Some dentists think there is a “right” price for every dental practice on the market. They assume dental practices are like home values, where someone out there with the right formula can input some numbers into a calculator and get the “fair appraised” value for any practice available. The appraisal is therefore the gospel truth. These dentists know, just like buying a house, the two parties might haggle a bit over the sales price, but the anchor point of the negotiation is the appraisal.

In reality, valuing a business, including a dental practice, is a much more subjective process than most dentists realize.

Let me share how valuations work in reality with a quick story from my MBA program.

I learned how business valuations work in one of the most difficult finance classes in the country. Week in and week out our professor drilled us in the various methods of valuing a business—discounted cash flow, multiples method, comparable transactions, market valuation, sum of parts method, etc. We showed up each week with our models and had them mercilessly torn apart by the professor. He had to be tough! He was training the next generation of Wall Street bankers. But I was learning the “right” way to value a business. On the last day of class, I learned all that work would be put to a different use than I expected.

Our professor ended the semester by saying, “Every valuation you do outside of class will be complete bull. To get hired by a client to even do the valuation in the first place, you’ll need to sell them the story that you can get a buyer to pay more than any of the other brokers out there. You’re going to tell the client a number of how much their business is worth and then you’re going to back into that number by choosing the model and assumptions that get you the number the client wanted to see in the first place. And the client will only be happy if they get that number.”

He was saying the valuation is completely made up!

A broker I know well mentioned to me recently how the price was set for a new listing he called me about.
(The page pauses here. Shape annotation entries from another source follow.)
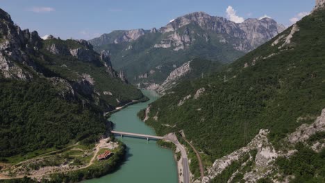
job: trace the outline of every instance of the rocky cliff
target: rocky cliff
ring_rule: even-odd
[[[269,18],[236,24],[197,12],[159,29],[116,31],[90,42],[98,52],[111,51],[113,64],[126,72],[131,83],[156,87],[175,69],[174,65],[181,67],[197,57],[231,62],[284,28]],[[158,67],[162,69],[156,69]]]
[[[231,39],[238,39],[238,42],[233,43],[233,46],[237,50],[245,52],[248,52],[269,40],[285,28],[284,26],[278,24],[276,21],[269,18],[248,19],[243,23],[236,24],[223,17],[210,16],[203,12],[197,12],[174,19],[167,26],[160,28],[159,31],[162,33],[175,32],[191,24],[198,26],[206,31],[210,31],[216,34],[223,35],[219,37],[221,42],[231,42]],[[189,30],[187,29],[183,35],[170,36],[164,40],[162,43],[167,42],[167,40],[176,42],[174,46],[176,47],[176,51],[177,51],[180,49],[179,42],[183,43],[184,47],[186,47],[186,44],[189,42],[189,40],[193,40],[188,35]],[[182,37],[186,35],[188,37],[185,38]],[[208,35],[203,34],[202,36],[206,37],[206,40],[208,40]],[[170,46],[162,44],[160,46],[156,47],[167,48],[170,47]],[[181,49],[184,49],[184,47]]]
[[[137,36],[134,32],[128,35]],[[43,40],[36,31],[22,31],[0,9],[1,78],[31,82],[45,78],[65,99],[81,100],[77,96],[82,96],[83,101],[105,111],[142,96],[127,84],[123,71],[113,69],[108,51],[97,53],[82,40],[62,40],[49,35]],[[128,89],[137,96],[124,91]],[[106,96],[104,92],[112,95]]]
[[[110,34],[103,34],[99,37],[91,40],[90,42],[94,46],[99,46],[108,43],[121,44],[136,40],[138,38],[149,32],[149,31],[142,28],[128,31],[115,31]]]
[[[316,6],[315,6],[314,10],[319,10],[325,7],[324,0],[316,0]]]

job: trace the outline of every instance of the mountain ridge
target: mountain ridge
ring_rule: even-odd
[[[201,152],[210,168],[195,182],[324,182],[324,164],[304,163],[325,160],[316,158],[325,152],[324,12],[316,8],[219,73],[181,82],[149,106],[145,123],[158,135],[181,132]],[[251,148],[258,134],[267,139]],[[305,140],[290,140],[299,135]]]
[[[124,71],[131,83],[151,88],[162,84],[174,66],[179,67],[198,57],[231,62],[283,29],[269,18],[237,24],[197,12],[177,17],[159,29],[138,29],[135,32],[140,33],[131,40],[124,39],[126,33],[135,31],[120,31],[90,42],[98,52],[109,51],[114,65]],[[115,44],[115,40],[124,41]]]

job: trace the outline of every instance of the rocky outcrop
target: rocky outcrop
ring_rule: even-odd
[[[93,50],[84,48],[78,48],[75,49],[70,49],[69,51],[72,56],[78,58],[78,60],[89,62],[96,62],[99,60],[97,54],[94,53]]]
[[[156,44],[153,46],[155,48],[163,49],[172,46],[174,51],[185,49],[186,47],[188,47],[193,41],[188,31],[185,31],[185,34],[183,35],[174,32],[174,34],[169,35],[166,39],[162,40],[160,43]]]
[[[70,100],[75,98],[75,92],[70,83],[66,80],[57,77],[50,78],[49,79],[54,86],[61,89],[59,94],[63,98]]]
[[[324,8],[325,7],[325,0],[316,0],[316,6],[315,6],[314,11]]]
[[[141,36],[149,33],[150,31],[142,28],[133,30],[115,31],[110,34],[103,34],[99,37],[92,39],[89,42],[95,46],[104,44],[121,44],[138,40]]]
[[[182,100],[179,101],[178,102],[178,104],[177,104],[177,106],[182,106],[185,102],[186,102],[186,101],[189,100],[190,98],[191,98],[192,97],[192,95],[188,95],[186,96],[185,96],[184,98],[183,98]]]
[[[200,88],[199,89],[197,92],[195,93],[195,95],[194,96],[194,99],[197,100],[198,99],[203,93],[206,92],[205,88]]]
[[[172,71],[169,76],[167,78],[167,79],[162,82],[162,84],[159,87],[157,91],[159,93],[164,93],[167,90],[173,87],[176,83],[177,81],[186,76],[189,72],[191,71],[190,68],[190,63],[191,61],[189,61],[182,66],[175,69],[173,71]]]
[[[70,55],[70,51],[67,46],[52,44],[46,47],[46,49],[54,55]]]
[[[299,141],[305,142],[310,136],[317,132],[325,132],[325,109],[322,111],[322,114],[317,118],[312,124],[303,124],[298,128],[294,132],[289,134],[288,141],[294,144]]]
[[[123,71],[119,71],[119,78],[125,83],[128,83],[126,77],[125,76],[124,72]]]
[[[248,19],[238,25],[244,32],[248,46],[252,48],[256,48],[285,29],[284,26],[278,24],[276,21],[270,18]],[[244,46],[238,47],[238,49],[244,51],[246,47],[244,44],[242,45]]]
[[[0,73],[4,78],[31,79],[35,66],[28,55],[37,52],[42,46],[40,37],[36,31],[22,31],[1,9],[0,19]],[[23,69],[18,63],[32,69]]]
[[[155,44],[155,47],[170,48],[174,46],[174,50],[178,51],[186,47],[186,44],[188,46],[190,45],[193,42],[194,37],[193,35],[190,35],[188,29],[181,35],[175,35],[177,30],[189,24],[194,24],[204,31],[218,34],[220,42],[233,42],[233,46],[235,49],[244,52],[254,49],[285,29],[284,26],[278,24],[276,21],[269,18],[248,19],[242,23],[236,24],[223,17],[210,16],[205,12],[198,12],[178,17],[160,28],[159,31],[162,33],[169,32],[174,33],[162,40],[160,43]],[[207,35],[203,34],[201,36],[204,37],[206,42],[209,40]],[[233,38],[236,39],[235,42],[232,40]],[[180,46],[181,42],[183,46]]]

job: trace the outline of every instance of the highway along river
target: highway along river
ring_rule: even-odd
[[[143,90],[142,92],[150,101],[130,105],[112,114],[109,120],[115,124],[114,130],[156,135],[153,129],[138,119],[137,113],[159,96],[152,91]],[[159,147],[152,140],[147,141],[147,139],[127,137],[118,138],[128,148],[125,163],[113,173],[85,182],[178,182],[176,164],[171,150]]]

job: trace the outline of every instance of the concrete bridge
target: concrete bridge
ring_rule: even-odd
[[[128,137],[135,137],[138,138],[144,138],[147,139],[147,140],[149,139],[165,139],[167,141],[169,141],[174,144],[175,144],[177,148],[181,150],[181,155],[182,156],[182,164],[183,164],[183,182],[184,183],[190,183],[190,168],[188,166],[188,155],[186,154],[186,150],[184,147],[178,142],[177,140],[177,137],[174,134],[169,134],[165,135],[165,137],[159,137],[159,136],[154,136],[154,135],[148,135],[148,134],[136,134],[136,133],[129,133],[129,132],[117,132],[117,131],[110,131],[114,134],[119,134],[121,137],[123,136],[128,136]]]
[[[154,136],[154,135],[123,132],[117,132],[117,131],[110,131],[110,132],[112,134],[120,134],[122,137],[123,137],[123,136],[135,137],[140,137],[140,138],[147,139],[147,140],[148,140],[148,141],[149,139],[159,140],[159,139],[164,139],[163,137]]]

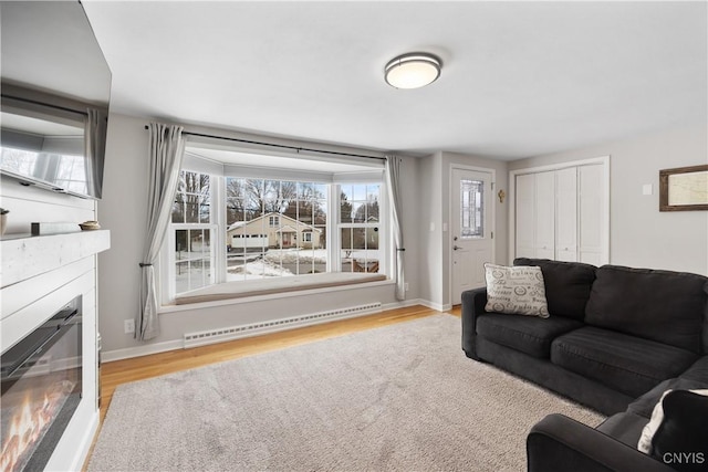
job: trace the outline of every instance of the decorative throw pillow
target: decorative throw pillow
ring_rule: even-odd
[[[666,390],[662,395],[662,398],[659,398],[659,401],[654,407],[654,411],[652,411],[652,418],[649,419],[649,422],[644,427],[644,430],[642,430],[642,436],[639,437],[639,442],[637,444],[637,449],[639,451],[644,452],[645,454],[652,454],[654,452],[653,441],[655,440],[657,431],[664,427],[664,422],[666,420],[665,415],[664,415],[664,399],[670,392],[690,392],[693,395],[699,395],[699,396],[708,397],[708,389],[702,389],[702,390],[671,390],[671,389],[669,389],[669,390]],[[708,405],[708,398],[706,398],[706,405]],[[698,412],[696,412],[695,415],[698,415]],[[698,415],[698,416],[700,417],[700,415]],[[671,429],[671,428],[669,428],[669,429]],[[664,431],[664,434],[666,434],[666,433],[667,433],[667,431]],[[666,439],[666,438],[663,438],[663,439]],[[708,457],[706,458],[706,461],[708,463]]]
[[[488,312],[549,317],[543,273],[538,266],[485,264]]]

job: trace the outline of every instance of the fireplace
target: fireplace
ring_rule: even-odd
[[[3,353],[0,471],[43,470],[82,397],[82,297]]]

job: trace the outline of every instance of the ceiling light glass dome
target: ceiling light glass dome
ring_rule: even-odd
[[[442,62],[433,54],[403,54],[386,64],[386,83],[396,88],[424,87],[440,76],[441,67]]]

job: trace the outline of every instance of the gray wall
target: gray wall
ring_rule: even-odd
[[[708,164],[706,125],[509,162],[509,170],[610,157],[610,262],[708,274],[708,212],[659,212],[660,169]],[[643,195],[650,183],[653,195]]]
[[[238,303],[198,310],[177,310],[160,314],[162,335],[148,343],[133,339],[123,332],[123,321],[133,318],[138,310],[138,262],[146,234],[147,198],[147,119],[118,114],[110,117],[104,198],[98,203],[103,228],[112,231],[112,249],[100,256],[98,286],[100,332],[104,352],[114,357],[140,352],[177,347],[185,333],[267,322],[289,316],[317,313],[340,307],[381,302],[395,305],[394,285],[351,289],[317,295],[292,295],[274,300]],[[206,129],[206,132],[209,132]],[[211,130],[222,134],[219,130]],[[418,263],[418,162],[404,157],[402,167],[404,230],[408,300],[419,297]],[[118,354],[116,354],[118,353]],[[108,355],[111,356],[111,355]]]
He told me how the seller had found a buyer off-market and the buyer had agreed to a price of $810,000. The buyer got close to closing but backed out for personal reasons. The seller then called the broker.

The way the broker described it to me was, “So my choice as the broker was to promise either $810,000 or another bigger number. Or else he wasn’t going to hire me and he’d go find another buyer on his own.”

Makes sense.

But this doesn’t mean the seller and broker got out their calculator and used a valuation methodology to come up with that number.

If you’ve seen a valuation number for a dental practice, it is a series of assumptions piled on imperfect information. The seller hired that broker, in part, because the broker convinced him she could get him the most for his dental practice. Oh sure, the number needs to be believable. It can’t be totally crazy and needs to fall within an acceptable range. But the formula isn’t as precise as some dental buyers assume.

So how do you know what a dental practice is really worth? Technically, the only way to know for sure what a practice is worth is to find a number a willing buyer will pay to a willing seller. Once you and a seller agree on the price, you’ve found the “right” value for the practice.

​That said, you don’t want to be ripped off. The two methods I use to see if clients are paying a fair price are:

  1. Price to Gross Revenue
  2. Price to Earnings

Price to Gross Revenue

This method describes how much you need to pay for the collections of a dental practice. This is the method most people are familiar with. It basically says, “How much will I pay for a dollar of collections?” The historical average of that number is the average buyer pays the average seller is 69.87% or $0.70 (rounded up) for $1.00 of collections. Put differently, if a practice collects $1,000,000, then it sells for about $698,700. While that is the median number, that figure includes ALL practice sales nationwide – including the large number of practice sales for smaller practices many readers here wouldn’t be interested in. The more common range of valuations with this method that I see is between 75-90% of collections for good practices. 

Price to Earnings

This method describes how much you need to pay for the earnings of a dental practice. It says, “How much will I pay for a dollar of net income from the practice after all the expenses are paid.” Earnings are how much the practice has left over after expenses, but before any pay and perks of the doctor. The historical average here says buyers pay about $1.61 for $1.00 of earnings. Put differently, if a practice has annual earnings of exactly $100,000, the average buyer in the US will pay $161,000. Like the other method, the more common range of valuations for good practices here would be between 1.75-3.0.

Which Method is Better?

You should put significantly more weight on the Price to Earnings method. I care more about how much money I’m keeping after all my work than I do about how much the practice collects. True, you want to know both numbers to know if you’re getting a good deal on your dental practice.

While my goal with practice valuation analysis is to help a buyer pay a fair price for a practice, I will frequently help buyers keep the big picture in perspective. Remember you don’t make most of your money buying and selling dental practices. Oh sure, you definitely don’t want to overpay when buying a dental practice. But, the real money in dentistry comes in the year-in, year-out ownership of the profit stream from the business.

If they’ve found a good practice that isn’t as profitable as it could be, I tell my clients to think about the profit stream of the business as the primary consideration. Use the Price to Earnings methodology to negotiate and bring the seller down a bit on price, if necessary. But, if you like the city the practice is in, your spouse likes the area, the building is good, the staff seems good, the equipment isn’t junk and you think you can make it work . . . don’t get hung up on which valuation method you use to value the practice.

Don’t overpay, but don’t make the mistake that you can mathematically figure out the perfect value of a dental practice.